We did volunteer work escorting the VOR into Newport. The boats started arriving at zero dark 30 on Tuesday AM in the fog. Despite the conditions, quite a few boats came out to greet them. After over 5000 miles it was extremely light conditions with an outgoing tide and extremely close. MAPFRE passed Brunel at the last turning mark maybe 200 yards from the finish. Vestas, home town boys were 3rd about only minutes behind the leaders. Dongfong only minutes behind Vestas.

It must have been agonizing for these crews after over 2 weeks at sea to be creeping into Newport for hours.

If any of you are coming out for the in port races or the departure for the UK, drop a note here or PM. We'll be working from Wednesday through Sunday next week. We'll look for you out there.

hhttps://photos.app.goo.gl/XgVkFYs4sUko4pDp9


----------



## ThereYouAre (Sep 21, 2016)

I'm thinking of heading up to Newport for the inshore race but I haven't made my mind up yet.

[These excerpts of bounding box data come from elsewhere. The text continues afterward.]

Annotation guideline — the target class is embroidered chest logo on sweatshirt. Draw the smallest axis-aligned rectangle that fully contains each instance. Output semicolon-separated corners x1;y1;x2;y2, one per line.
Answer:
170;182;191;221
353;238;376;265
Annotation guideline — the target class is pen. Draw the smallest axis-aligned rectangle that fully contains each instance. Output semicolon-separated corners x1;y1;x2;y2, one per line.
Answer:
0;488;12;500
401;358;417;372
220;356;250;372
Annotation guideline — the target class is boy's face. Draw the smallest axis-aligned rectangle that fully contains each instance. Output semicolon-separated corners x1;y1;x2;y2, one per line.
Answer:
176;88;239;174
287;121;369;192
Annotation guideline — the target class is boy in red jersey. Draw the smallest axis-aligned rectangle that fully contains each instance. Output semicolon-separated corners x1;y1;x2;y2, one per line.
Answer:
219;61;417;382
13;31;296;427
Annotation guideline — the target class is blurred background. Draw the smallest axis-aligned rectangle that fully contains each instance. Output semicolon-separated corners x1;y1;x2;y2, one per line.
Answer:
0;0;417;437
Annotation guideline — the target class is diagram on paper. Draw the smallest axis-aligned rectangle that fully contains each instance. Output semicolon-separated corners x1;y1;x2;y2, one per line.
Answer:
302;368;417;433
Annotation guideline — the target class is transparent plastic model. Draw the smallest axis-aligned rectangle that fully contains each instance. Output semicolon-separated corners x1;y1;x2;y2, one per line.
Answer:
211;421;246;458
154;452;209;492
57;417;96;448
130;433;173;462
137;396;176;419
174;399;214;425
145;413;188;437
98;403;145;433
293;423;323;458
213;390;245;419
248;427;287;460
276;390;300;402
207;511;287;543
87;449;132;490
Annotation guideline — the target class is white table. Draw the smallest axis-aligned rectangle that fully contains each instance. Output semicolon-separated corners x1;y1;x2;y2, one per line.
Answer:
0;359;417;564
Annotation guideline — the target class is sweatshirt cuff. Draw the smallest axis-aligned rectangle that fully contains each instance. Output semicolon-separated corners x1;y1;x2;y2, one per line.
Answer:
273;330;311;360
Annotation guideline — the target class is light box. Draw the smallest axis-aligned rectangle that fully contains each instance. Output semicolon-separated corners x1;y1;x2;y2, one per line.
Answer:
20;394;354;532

I still haven't finished watching the 5 hour drift into Newport on youtube. After this and the drift into port after the first leg where one boat had to use it's anchor to drag itself across the finish line, I think in the next edition each boat should be equipped with a single sculling oar.

Nice pictures btw.


-Hugh


----------



## CharlzO (Nov 12, 2013)

I'll be coming out for the In-Port race and to enjoy the race village for the day. Came out for the last edition, and can't wait to get back!


----------



## capecodda (Oct 6, 2009)

CharlzO said:


> I'll be coming out for the In-Port race and to enjoy the race village for the day. Came out for the last edition, and can't wait to get back!


I walked the race village yesterday. It's Disneyland for sailors. Great fun. The finish line is oriented for the in port races to be nice viewing from the village. CG Eagle is available for tours. Heineken, Mt Gay, and wine bars. Food truck. Big screens and separate booths for all the boats. Oh, and if you want a Volvo car or truck, you could look at those too .

Schedule next week.

Wednesday - VOR practice race
Thursday - VOR ProAm race
Friday - M32 ProAm race
Saturday - VOR in port race
Sunday - VOR departs for UK

We'll be worn out by Sunday night, but it will be fun!


----------



## capecodda (Oct 6, 2009)

OK, tomorrow it starts. VOR practice race at 2PM. Light NE winds.


----------



## capecodda (Oct 6, 2009)

Photos from Wednesday's practice race:

https://photos.app.goo.gl/ZmtldZz7YIRczYXq2


----------



## capecodda (Oct 6, 2009)

Today PROAM races at 12:30 and 16:15. Light NW this morning going to SW.


----------